Separate Impact of Obesity and Glucose Tolerance on the Incretin Effect in Normal Subjects and Type 2 Diabetic Patients

  1. Elza Muscelli1,
  2. Andrea Mari2,
  3. Arturo Casolaro1,
  4. Stefania Camastra1,
  5. Giuseppe Seghieri3,
  6. Amalia Gastaldelli1,
  7. Jens J. Holst4 and
  8. Ele Ferrannini1
  1. 1Department of Internal Medicine and Consiglio Nazionale delle Ricerche (CNR) Institute of Clinical Physiology, University of Pisa, Italy
  2. 2CNR Institute of Biochemical Engineering, Padova, Italy
  3. 3Division of Internal Medicine, Spedali Riuniti, Pistoia, Italy
  4. 4Department of Medical Physiology, Panum Institute, Copenhagen, Denmark
  1. Corresponding author: Ele Ferrannini, MD, Department of Internal Medicine, Via Roma, 67, 56122 Pisa, Italy.
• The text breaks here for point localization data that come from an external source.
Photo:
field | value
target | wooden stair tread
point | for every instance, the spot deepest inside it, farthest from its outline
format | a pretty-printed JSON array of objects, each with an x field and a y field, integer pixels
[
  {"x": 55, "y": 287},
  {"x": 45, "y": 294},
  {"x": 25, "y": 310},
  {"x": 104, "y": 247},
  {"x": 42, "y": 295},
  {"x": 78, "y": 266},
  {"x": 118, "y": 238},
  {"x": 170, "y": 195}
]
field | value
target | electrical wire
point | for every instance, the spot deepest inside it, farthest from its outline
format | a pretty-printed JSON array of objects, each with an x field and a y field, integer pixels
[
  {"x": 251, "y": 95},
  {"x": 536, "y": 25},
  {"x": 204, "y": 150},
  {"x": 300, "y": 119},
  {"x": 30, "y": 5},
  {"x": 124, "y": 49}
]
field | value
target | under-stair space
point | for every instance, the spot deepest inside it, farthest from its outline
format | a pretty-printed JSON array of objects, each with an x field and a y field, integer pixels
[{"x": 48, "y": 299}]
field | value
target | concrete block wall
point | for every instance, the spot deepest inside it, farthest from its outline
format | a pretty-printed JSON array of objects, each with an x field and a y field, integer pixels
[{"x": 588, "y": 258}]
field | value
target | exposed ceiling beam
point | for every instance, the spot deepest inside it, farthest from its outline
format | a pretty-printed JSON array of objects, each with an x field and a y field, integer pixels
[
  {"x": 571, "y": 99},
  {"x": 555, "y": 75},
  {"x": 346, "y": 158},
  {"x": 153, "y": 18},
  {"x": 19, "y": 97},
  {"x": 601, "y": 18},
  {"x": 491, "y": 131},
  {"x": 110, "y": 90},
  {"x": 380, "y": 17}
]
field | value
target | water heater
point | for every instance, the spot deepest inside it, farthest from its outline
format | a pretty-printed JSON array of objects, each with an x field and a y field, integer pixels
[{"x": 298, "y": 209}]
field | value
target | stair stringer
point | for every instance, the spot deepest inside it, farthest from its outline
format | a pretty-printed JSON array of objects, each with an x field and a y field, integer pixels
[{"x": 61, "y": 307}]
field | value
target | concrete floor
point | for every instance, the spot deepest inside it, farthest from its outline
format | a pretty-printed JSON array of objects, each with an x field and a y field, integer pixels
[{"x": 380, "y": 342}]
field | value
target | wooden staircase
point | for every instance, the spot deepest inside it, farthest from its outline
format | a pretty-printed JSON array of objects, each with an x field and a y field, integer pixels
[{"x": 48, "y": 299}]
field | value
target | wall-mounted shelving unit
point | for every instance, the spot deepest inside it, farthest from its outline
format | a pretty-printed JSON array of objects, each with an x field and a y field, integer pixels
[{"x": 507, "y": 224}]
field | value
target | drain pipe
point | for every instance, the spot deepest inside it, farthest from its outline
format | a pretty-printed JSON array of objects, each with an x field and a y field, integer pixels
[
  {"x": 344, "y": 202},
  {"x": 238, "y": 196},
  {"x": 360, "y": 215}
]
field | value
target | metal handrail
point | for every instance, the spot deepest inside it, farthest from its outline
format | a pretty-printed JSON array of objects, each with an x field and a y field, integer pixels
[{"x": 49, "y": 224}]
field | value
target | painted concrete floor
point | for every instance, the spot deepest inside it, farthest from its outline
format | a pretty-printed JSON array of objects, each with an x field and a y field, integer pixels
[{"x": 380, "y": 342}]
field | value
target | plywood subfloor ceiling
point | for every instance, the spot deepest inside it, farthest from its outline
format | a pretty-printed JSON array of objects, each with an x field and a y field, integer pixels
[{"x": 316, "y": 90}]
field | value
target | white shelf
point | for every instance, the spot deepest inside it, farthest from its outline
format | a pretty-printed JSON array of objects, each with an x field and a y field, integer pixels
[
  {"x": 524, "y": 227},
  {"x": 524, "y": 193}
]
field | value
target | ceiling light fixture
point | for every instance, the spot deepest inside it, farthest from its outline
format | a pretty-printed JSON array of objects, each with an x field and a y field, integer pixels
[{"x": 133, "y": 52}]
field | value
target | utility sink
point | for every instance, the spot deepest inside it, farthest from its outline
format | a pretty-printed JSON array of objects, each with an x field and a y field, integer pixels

E-mail: ferranni{at}ifc.pi.cnr.it

Abstract

OBJECTIVE—To quantitate the separate impact of obesity and hyperlycemia on the incretin effect (i.e., the gain in β-cell function after oral glucose versus intravenous glucose).

RESEARCH DESIGN AND METHODS—Isoglycemic oral (75 g) and intravenous glucose administration was performed in 51 subjects (24 with normal glucose tolerance [NGT], 17 with impaired glucose tolerance [IGT], and 10 with type 2 diabetes) with a wide range of BMI (20–61 kg/m2). C-peptide deconvolution was used to reconstruct insulin secretion rates, and β-cell glucose sensitivity (slope of the insulin secretion/glucose concentration dose-response curve) was determined by mathematical modeling. The incretin effect was defined as the oral-to-intravenous ratio of responses. In 8 subjects with NGT and 10 with diabetes, oral glucose appearance was measured by the double-tracer technique.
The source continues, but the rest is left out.